New Industry Products

Microchip Technology Debuts dsPIC33 Digital Controller Family

October 19, 2005 by Jeff Shepard

Microchip Technology Inc. (Chandler, AZ), a provider of microcontroller (MCU) and analog semiconductors, debuted its new dsPIC33 family of digital signal controllers (DSCs) for embedded designers who need high levels of performance, memory, and I/O without the complexity of traditional digital signal processors (DSPs). Initially, two dsPIC33 product lines are being brought to market, with both featuring 40 MIPS deterministic performance; serial I/O subsystems, including up to two each of SPI™, I2C™, UART, and CAN; 64 KB to 256 KB Flash; 8 KB to 30 KB RAM; 64-pin to 100-Pin TQFP packaging; an eight-channel DMA; and 3.3 V operation.

The dsPIC33 general-purpose DSCs are suitable for two-way radios, hands-free kits, answering machines, speech and audio playback applications, power-line modems, security systems, and portable medical monitoring equipment. Fifteen dsPIC33 general-purpose devices are being announced at this time, featuring one or two 500 ksps, 12-bit analog-to-digital converters, and a Codec interface.

The dsPIC33 motor-control and power-conversion DSCs are suitable sewing machines, LED lighting arrays, washing machines, access control, online UPS, environmental control, electronically assisted power steering, precision manufacturing equipment, absolute encoders and resolvers, inverters, and electric vehicles.
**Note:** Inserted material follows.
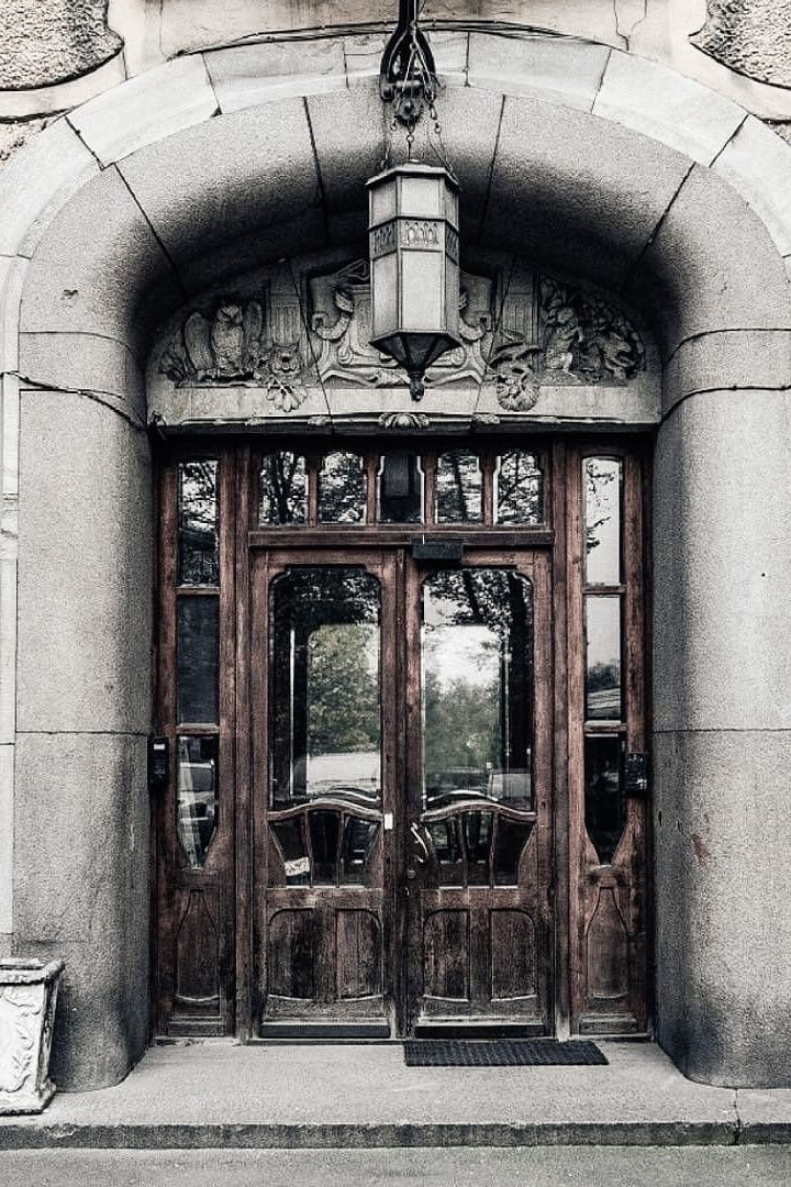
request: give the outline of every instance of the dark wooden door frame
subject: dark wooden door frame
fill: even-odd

Twelve dsPIC33 motor-control and power-conversion devices are being announced at this time, featuring one or two 1.1 Msps, 10-bit, analog-to-digital converters with up to eight sample and holds for simultaneous sampling; specialized pulse-width modulation for motor-control, lighting, and power-conversion applications; and a quadrature encoder interface.

Selected members of the dsPIC33 family are now available for early-adopter sampling. General sampling is expected to start in the first quarter of 2006, and production availability is expected to be staged beginning in the second quarter of 2006.